Approximate Covering with Lower and Upper Bounds via LP Rounding

TL;DR

This paper introduces an LP rounding approach to approximate the lower- and upper-bounded covering problem, achieving constant-factor solutions with small violations of bounds, extending previous work limited to upper bounds.

Contribution

It presents the first LP rounding algorithm for the combined lower- and upper-bounded covering problem with provable approximation guarantees.

Findings

Achieves constant approximation with small bound violations.

Extends known results from upper-bound-only covering to combined bounds.

Provides bounds violation-free solutions for lower-bound-only covering.

Abstract

In this paper, we study the lower- and upper-bounded covering (LUC) problem, where we are given a set $P$ of $n$ points, a collection $\mathcal{B}$ of balls, and parameters $L$ and $U$. The goal is to find a minimum-sized subset $\mathcal{B}'\subseteq \mathcal{B}$ and an assignment of the points in $P$ to $\mathcal{B}'$, such that each point $p\in P$ is assigned to a ball that contains $p$ and for each ball $B_i\in \mathcal{B}'$, at least $L$ and at most $U$ points are assigned to $B_i$. We obtain an LP rounding based constant approximation for LUC by violating the lower and upper bound constraints by small constant factors and expanding the balls by again a small constant factor.

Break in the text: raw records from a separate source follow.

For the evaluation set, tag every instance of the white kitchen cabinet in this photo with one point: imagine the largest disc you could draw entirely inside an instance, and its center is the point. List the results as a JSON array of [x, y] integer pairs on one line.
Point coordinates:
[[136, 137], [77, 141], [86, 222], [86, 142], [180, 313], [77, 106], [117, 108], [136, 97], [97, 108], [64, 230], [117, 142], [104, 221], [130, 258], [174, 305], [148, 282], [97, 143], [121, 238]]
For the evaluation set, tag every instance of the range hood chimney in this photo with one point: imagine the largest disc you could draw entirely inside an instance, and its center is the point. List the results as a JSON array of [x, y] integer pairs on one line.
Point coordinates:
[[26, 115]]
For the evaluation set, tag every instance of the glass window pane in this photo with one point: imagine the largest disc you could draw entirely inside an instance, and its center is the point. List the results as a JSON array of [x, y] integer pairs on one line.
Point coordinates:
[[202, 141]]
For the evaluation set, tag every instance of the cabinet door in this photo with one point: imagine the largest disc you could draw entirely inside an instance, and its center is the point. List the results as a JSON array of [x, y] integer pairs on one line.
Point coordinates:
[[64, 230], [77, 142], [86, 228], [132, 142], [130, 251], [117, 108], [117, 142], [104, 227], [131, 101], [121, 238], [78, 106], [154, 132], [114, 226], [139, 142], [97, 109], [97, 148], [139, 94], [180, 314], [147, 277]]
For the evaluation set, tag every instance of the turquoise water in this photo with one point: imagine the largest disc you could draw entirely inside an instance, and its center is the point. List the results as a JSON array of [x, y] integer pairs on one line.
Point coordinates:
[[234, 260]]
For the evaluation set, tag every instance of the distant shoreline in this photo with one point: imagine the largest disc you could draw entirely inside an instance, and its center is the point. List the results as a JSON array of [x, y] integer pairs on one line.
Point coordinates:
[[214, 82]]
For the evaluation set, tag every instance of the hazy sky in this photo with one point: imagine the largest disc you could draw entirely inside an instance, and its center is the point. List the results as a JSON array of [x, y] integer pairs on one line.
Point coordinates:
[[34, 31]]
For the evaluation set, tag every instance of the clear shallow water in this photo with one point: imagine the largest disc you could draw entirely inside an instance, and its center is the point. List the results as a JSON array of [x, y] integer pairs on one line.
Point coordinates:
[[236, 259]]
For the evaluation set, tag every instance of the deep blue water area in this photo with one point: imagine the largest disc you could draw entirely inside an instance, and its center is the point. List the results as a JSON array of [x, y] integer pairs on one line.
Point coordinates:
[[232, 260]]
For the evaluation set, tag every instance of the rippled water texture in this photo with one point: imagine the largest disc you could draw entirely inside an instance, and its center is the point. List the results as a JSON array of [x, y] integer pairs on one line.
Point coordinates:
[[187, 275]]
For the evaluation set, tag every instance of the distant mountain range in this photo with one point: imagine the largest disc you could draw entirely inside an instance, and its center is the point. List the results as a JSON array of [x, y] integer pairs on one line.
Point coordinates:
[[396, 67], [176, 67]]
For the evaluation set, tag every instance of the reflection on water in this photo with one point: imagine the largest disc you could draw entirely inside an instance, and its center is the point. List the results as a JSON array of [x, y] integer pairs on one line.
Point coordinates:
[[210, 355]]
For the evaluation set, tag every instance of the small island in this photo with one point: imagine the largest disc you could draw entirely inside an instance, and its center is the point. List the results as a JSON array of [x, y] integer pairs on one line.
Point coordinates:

Similar results were known before for covering problems with only the upper bound constraint. We also show that with only the lower bound constraint, the above result can be obtained without any lower bound violation. Covering problems have close connections with facility location problems. We note that the known constant-approximation for the corresponding lower- and upper-bounded facility location problem, violates the lower and upper bound constraints by a constant factor.